Which vehicles are suitable?

The former military meteorologist Helms has also worked for the US National Oceanic and Atmospheric Administration (NOAA) and dealt with the hydrological consequences of climate change – i.e. the change in the composition of soils.

Ukrainian National Guard soldiers during an exercise in the Zaporizhia region in the south of the country

< p>Just like in Ukraine. “The mud season associated with military vehicles depends not only on the strength of the ground, but also on the types of vehicles intended for an offensive operation,” Helms told DW. To put it simply: How heavy tanks and armored personnel carriers are and how many people they transport determines whether or not they get stuck in the Ukrainian mud or not.

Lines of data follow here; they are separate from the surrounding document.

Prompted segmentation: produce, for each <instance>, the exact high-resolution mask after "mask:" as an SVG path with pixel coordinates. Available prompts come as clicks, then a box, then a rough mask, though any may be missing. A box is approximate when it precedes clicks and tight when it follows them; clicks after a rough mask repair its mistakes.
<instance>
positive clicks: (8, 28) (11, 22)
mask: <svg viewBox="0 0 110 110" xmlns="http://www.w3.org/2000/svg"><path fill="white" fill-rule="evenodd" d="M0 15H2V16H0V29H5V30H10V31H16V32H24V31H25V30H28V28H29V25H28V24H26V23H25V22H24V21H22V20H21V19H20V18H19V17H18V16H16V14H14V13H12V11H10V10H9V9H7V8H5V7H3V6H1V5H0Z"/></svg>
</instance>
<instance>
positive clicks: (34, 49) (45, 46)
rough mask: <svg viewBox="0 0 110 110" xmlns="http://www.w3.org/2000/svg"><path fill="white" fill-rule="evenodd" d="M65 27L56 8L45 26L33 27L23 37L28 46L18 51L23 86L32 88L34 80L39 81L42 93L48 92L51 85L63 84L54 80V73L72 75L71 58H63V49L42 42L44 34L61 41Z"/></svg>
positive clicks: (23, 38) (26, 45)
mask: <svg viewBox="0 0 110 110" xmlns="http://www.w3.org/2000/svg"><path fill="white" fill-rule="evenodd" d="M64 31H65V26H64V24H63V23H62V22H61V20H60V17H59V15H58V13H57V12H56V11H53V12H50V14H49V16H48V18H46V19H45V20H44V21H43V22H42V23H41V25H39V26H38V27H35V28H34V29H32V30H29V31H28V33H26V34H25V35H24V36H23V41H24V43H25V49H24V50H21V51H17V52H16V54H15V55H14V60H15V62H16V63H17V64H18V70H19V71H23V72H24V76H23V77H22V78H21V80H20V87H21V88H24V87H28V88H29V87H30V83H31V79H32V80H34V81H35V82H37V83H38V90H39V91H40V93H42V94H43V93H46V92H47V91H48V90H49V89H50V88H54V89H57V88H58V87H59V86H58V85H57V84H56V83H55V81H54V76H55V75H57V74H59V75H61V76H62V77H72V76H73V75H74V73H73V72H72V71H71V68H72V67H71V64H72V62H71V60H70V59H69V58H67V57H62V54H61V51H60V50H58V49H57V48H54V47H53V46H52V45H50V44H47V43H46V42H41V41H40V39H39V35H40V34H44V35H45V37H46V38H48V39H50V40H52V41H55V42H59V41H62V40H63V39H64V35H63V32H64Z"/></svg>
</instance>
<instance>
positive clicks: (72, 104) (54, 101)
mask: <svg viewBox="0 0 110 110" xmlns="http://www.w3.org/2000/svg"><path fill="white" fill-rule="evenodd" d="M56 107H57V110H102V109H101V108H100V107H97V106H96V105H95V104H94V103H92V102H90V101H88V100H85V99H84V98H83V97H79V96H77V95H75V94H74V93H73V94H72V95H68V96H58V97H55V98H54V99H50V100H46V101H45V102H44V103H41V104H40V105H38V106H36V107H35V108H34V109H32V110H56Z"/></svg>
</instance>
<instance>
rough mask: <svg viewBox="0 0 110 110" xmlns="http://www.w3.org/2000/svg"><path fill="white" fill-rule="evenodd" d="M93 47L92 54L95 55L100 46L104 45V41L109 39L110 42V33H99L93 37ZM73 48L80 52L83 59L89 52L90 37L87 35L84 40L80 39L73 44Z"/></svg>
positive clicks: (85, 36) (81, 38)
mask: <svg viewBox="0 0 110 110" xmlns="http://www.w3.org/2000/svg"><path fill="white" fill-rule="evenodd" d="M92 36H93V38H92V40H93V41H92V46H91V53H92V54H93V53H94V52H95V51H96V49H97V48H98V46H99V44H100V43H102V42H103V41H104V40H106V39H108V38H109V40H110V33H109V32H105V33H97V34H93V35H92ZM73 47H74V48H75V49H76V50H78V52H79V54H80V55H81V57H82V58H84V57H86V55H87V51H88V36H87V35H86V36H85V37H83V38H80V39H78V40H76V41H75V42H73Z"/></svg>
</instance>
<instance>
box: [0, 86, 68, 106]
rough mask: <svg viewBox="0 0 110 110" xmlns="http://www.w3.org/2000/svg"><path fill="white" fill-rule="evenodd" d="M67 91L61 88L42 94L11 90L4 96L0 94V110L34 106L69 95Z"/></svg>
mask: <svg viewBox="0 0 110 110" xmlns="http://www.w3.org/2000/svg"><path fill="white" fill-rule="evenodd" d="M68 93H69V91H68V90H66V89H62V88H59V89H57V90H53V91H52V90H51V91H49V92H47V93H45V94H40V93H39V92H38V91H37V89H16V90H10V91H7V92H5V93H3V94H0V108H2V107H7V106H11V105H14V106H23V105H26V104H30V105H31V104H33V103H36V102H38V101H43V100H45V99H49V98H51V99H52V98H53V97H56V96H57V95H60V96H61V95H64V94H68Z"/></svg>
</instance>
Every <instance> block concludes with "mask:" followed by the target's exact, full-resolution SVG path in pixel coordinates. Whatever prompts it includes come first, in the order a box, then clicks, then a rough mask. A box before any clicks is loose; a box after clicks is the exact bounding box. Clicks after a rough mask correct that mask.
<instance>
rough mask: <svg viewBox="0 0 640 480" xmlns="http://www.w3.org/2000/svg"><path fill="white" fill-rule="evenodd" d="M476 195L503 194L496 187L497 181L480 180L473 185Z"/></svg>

Helms has now decided on the front in Ukraine: “The Soil moisture climatology and soil moisture loss climatology will increase significantly from May 1 and beyond,” Helms writes in the analysis for DW. The soil in southern Ukraine will dry out as early as mid-April. In the Donetsk region (oblast) two weeks later and from mid-May also in the Russian-occupied Luhansk Oblast further north.

This is significant: The Ukrainian army could launch a counter-offensive in the south towards the Russian-occupied city of Melitopol begin while Russian tanks are still stuck in the mud in eastern Ukraine.